Hyperglycemia, to meet the diagnostic criteria for diabetes (prediabetes), is indicated by a HbA1c of between 5.7% and 6.5% and is categorized as either impaired fasting glucose (fasting glucose 100–125 mg/dL) or impaired glucose tolerance (glucose 140–199 mg/dL 2 hours after a 75g glucose load). The incidence of diabetes can be reduced by over 50% in patients with prediabetes if patients lose weight and embark on an exercise program comprising at least 30 minutes of exercise five times weekly. Metformin reduces the incidence of diabetes in these high-risk patients by approximately 25%.
Evaluation
Secondary causes of diabetes should be considered when evaluating any patient with newly diagnosed hyperglycemia. Drugs that are associated with hyperglycemia such as glucocorticoids, antipsychotics, and some antiretrovirals should be reevaluated to determine if an alternative agent can be substituted safely. Genetic causes of diabetes should be excluded if a strong family history of diabetes is present or a typical phenotype (e.g., Down syndrome Turner syndrome, or Klinefelter syndrome) is noted. Endocrinopathies such as Cushing syndrome, acromegaly, pheochromocytoma, hyperthyroidism, and others should be sought from the history and examination. Patients with diseases that affect the exocrine pancreas such as hemochromatosis, chronic pancreatitis, pancreatic malignancy, or cystic fibrosis are at high risk for diabetes; treatment of the underlying disease is often critical to reduce the rate of progression to insulin deficiency and to manage the hyperglycemia.
Treatment
Patients who are newly diagnosed with type 2 diabetes should be provided with a glucometer and testing instructions and referred for diabetes education and medical nutrition therapy. The optimal frequency of fingerstick glucose testing has not been determined. Smoking cessation and the benefits of exercise and weight loss should be emphasized. Targets of treatment are listed in table 56.3.
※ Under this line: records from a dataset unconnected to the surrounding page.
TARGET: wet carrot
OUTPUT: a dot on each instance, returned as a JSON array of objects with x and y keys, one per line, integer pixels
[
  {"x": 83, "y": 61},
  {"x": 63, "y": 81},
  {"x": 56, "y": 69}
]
TARGETS FOR PATIENTS WITH DIABETES | |
HbA1c | <7% |
Fasting glucose | 90–130 mg/dL |
Peak post-prandial glucose | <180 mg/dL |
Blood pressure | <140/90 mm Hg |
Urine microalbumin | <30 mg/d creatinine |
Lipids | |
LDL | <100 mg/dL* |
HDL | >40 mg/dL |
Daily low-dose aspirin therapy (age >40 or additional risk factors) | |
Annual foot examination | |
Yearly dilated eye examination by an ophthalmologist |
NOTE:
*<70 mg/dL if additional risk factors are present.